IAU asked Ofc. Kephart if he “felt the comments at the scene could bring the department into disrepute, discredit him as an officer of the department, or could impair the efficiency of the department itself, and Ofc. Kephart said he could see how it could be looked at in that way.”
When asked about Sgt. Fudge’s supervising effectiveness, Ofc. Kephart stated, “I’ll put it this way. When I’ve been involved in similar situations in the past when sergeants come on the scene, they start directing people whereas I don’t feel that happened in this case.”
Ofc. Hummel told IAU he believed the force he used was the “only amount needed to control [Gadson]” and claimed he did try to end the fight as soon as possible.
When asked why Ofc. Hummel said, “You’re under arrest you dumb [explicit],” after putting Gadson in handcuffs he claimed he was upset and said that in the heat of the moment. He did admit he felt it did violate GO 120 – Treatment to the public.
The IAU also presented him with another comment he said that was captured on BWC. Ofc. Hummel could be heard saying he, “slapped the ever-living [explicit] out of this dude. Like the firefighters probably woke up.” He said he did feel that was inappropriate.
During the interview, Ofc. Hummel said, “I can’t take it back. I regret it, obviously, um, but yeah. I did it. I said it,” about the comments made.
Ofc. Kinsman said when he arrived the scene was “chaotic, however controlled.”
IAU documented asking Ofc. Huston, who was a witness, if he thought Sgt. Fudge adequately took command of the scene, he almost immediately responded with “No.” When asked to elaborate, Ofc. Huston said he did not feel like Sgt. Fudge had a command presence or asserted himself as a leader.
According to police records, Sgt. Fudge’s BWC was not active during this incident. However, during his interview, Sgt. Fudge claimed he did not intentionally fail to activate his BWC.
Sgt. Fudge told IAU that he “did the best he could based on the knowledge and resources he had.”

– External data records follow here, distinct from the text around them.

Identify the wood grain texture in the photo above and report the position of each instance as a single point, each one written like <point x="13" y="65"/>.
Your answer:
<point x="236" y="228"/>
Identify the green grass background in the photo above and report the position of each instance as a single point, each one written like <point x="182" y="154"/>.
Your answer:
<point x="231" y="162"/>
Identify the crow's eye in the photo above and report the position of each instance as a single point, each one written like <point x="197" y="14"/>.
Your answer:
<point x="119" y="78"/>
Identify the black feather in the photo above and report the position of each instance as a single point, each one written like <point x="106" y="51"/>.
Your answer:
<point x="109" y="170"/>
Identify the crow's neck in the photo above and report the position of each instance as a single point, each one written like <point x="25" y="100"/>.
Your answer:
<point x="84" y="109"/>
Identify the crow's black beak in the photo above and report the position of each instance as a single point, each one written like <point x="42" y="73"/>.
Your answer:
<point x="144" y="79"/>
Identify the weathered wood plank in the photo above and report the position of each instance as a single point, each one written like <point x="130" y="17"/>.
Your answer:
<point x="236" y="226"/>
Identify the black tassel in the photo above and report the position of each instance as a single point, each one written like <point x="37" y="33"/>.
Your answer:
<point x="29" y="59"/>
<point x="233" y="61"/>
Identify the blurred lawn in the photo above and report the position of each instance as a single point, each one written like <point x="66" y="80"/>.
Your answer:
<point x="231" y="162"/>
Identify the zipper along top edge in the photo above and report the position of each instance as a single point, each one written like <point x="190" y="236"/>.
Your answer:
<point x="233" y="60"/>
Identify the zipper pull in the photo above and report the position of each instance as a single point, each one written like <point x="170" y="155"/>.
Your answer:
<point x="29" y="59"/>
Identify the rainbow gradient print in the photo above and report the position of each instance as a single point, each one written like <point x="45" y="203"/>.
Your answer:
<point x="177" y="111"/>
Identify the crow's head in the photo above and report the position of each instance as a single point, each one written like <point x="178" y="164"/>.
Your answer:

One officer interviewed with IAU told investigators he “was made uncomfortable by this situation and the determination of probable cause.” He told IAU that the reasons for the initial stop made sense, but the only information regarding a possible DUI he received was a “suspected odor coming from the vehicle,” and he explained an odor alone is usually not enough to even detain a driver outside of their vehicle. He told IAu he wouldn’t have detained someone for odor alone.
Read the full Case Summary below:
CSPD stated due to pending civil litigation, the department will not provide further statements about this case or the released materials.